Who then is a faithful and wise servant, whom his lord hath made ruler over his household, to give them meat in due season?


CHAPTER 24:45–51

(Luke 12:35–46—The Gospelfor the 27th Sunday after Trinity, Matthew 24:37–51)

45Who then is a [the, ] faithful and wise servant, whom his58 lord hath made ruler the lord set, κατέστησεν59 over his household60, to give them meat [food, τὴν τροφήν] in 46due season? Blessed is that servant, whom his lord when he cometh shall find so doing. 47Verily I say unto you, That he shall make him ruler [set him] over all his goods. 48But and if [But if, ἐὰν δέ] that evil servant shall say in his heart, My lord delayeth his coming; 49And shall begin to smite [beat] his fellow servants, and to eat and drink [and shall eat and drink]61with the drunken; 50The lord of that servant shall [will] come in a day when he looketh not for him [it], and in an hour that he is not aware of 51[when he is not aware, ἡ οὐ γινὠσκει], And shall [will] cut him asunder, and appoint him his portion with the hypocrites: there shall be weeping and gnashing of teeth.
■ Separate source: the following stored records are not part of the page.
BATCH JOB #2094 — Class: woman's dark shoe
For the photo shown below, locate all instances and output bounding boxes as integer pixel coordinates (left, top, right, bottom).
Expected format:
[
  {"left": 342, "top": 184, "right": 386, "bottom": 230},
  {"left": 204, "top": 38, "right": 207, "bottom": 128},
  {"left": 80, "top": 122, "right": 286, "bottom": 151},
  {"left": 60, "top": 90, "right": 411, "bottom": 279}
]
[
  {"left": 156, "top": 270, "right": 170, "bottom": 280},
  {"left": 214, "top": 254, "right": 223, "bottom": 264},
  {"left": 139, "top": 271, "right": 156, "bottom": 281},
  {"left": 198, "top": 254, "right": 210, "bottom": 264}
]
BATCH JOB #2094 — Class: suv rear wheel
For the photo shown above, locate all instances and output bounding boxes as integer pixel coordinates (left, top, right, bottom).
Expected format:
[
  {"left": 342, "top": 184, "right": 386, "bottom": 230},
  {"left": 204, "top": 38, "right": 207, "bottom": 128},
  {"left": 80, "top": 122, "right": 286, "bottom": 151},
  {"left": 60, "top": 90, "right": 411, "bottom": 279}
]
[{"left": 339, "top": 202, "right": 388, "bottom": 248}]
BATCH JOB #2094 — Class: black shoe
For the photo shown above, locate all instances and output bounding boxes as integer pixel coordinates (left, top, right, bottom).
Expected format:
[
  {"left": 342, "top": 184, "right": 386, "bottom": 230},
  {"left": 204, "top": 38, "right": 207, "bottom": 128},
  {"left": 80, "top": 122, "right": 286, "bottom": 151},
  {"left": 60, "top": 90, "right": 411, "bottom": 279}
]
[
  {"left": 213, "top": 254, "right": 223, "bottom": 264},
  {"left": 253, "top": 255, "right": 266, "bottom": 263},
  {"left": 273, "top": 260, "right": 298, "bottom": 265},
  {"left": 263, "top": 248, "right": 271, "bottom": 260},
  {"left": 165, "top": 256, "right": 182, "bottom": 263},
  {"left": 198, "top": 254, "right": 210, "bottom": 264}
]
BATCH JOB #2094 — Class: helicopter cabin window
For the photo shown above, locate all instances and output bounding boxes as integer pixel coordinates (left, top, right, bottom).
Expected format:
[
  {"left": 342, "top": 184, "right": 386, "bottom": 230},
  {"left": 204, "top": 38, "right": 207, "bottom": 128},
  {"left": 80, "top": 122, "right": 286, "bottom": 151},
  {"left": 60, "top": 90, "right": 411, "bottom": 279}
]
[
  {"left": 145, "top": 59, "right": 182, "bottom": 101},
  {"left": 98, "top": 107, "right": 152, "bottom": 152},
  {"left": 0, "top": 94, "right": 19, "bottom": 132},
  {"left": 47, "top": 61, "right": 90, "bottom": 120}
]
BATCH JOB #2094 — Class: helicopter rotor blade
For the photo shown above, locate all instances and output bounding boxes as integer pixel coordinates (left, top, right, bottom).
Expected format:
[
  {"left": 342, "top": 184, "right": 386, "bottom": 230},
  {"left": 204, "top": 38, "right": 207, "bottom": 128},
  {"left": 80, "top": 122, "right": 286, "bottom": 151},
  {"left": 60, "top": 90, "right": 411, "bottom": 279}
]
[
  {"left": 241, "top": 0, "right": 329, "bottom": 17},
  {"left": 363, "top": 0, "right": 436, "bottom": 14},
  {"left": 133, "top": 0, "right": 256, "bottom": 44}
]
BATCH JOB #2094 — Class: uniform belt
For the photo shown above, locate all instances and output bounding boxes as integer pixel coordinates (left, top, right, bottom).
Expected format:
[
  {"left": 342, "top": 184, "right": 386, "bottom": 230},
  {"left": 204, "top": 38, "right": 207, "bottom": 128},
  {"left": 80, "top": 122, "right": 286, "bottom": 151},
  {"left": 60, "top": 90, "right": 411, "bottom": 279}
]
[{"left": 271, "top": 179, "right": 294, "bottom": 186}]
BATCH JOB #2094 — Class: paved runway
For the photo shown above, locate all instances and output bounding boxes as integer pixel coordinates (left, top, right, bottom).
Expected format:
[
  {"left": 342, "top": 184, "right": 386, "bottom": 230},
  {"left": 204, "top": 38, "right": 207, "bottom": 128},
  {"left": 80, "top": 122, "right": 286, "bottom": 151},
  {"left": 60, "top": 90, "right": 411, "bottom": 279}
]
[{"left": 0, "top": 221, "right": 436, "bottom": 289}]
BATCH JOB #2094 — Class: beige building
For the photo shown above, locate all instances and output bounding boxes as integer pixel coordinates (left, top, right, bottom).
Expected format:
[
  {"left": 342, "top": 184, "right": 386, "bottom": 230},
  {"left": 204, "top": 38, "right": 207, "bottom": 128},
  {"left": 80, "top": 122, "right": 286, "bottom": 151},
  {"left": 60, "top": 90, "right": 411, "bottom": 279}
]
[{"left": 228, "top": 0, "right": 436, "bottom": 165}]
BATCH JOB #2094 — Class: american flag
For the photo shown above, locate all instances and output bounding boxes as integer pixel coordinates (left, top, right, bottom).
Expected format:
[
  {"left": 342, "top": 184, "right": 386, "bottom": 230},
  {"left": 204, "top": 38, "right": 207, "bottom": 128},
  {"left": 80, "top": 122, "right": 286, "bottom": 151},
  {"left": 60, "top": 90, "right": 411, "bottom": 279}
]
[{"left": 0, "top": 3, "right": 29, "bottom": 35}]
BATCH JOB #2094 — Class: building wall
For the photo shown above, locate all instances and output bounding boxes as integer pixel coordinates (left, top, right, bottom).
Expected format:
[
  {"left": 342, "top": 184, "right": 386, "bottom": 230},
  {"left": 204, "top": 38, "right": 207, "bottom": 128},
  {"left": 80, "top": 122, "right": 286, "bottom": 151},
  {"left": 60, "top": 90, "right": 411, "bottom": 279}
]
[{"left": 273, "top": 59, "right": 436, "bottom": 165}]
Matthew 24:45. Who then is?—That is, in conformity with the previous instructions. The Lord shows in a parable that the judgment will begin upon those in office in the Church. He shows the contrast between the faithful and the unfaithful servant, but dwelling finally upon the latter. The τίς is not instead of εί̔ τις. According to Bengel and de Wette, it is encouraging: May every one be such a servant. According to Meyer, there is a change of construction: the characteristics of the servant ought to follow; but in the vivacity of the discourse the commendation and the characteristics go together. But the description of the servant which has gone before—faithful and wise—is in favor of de Wette.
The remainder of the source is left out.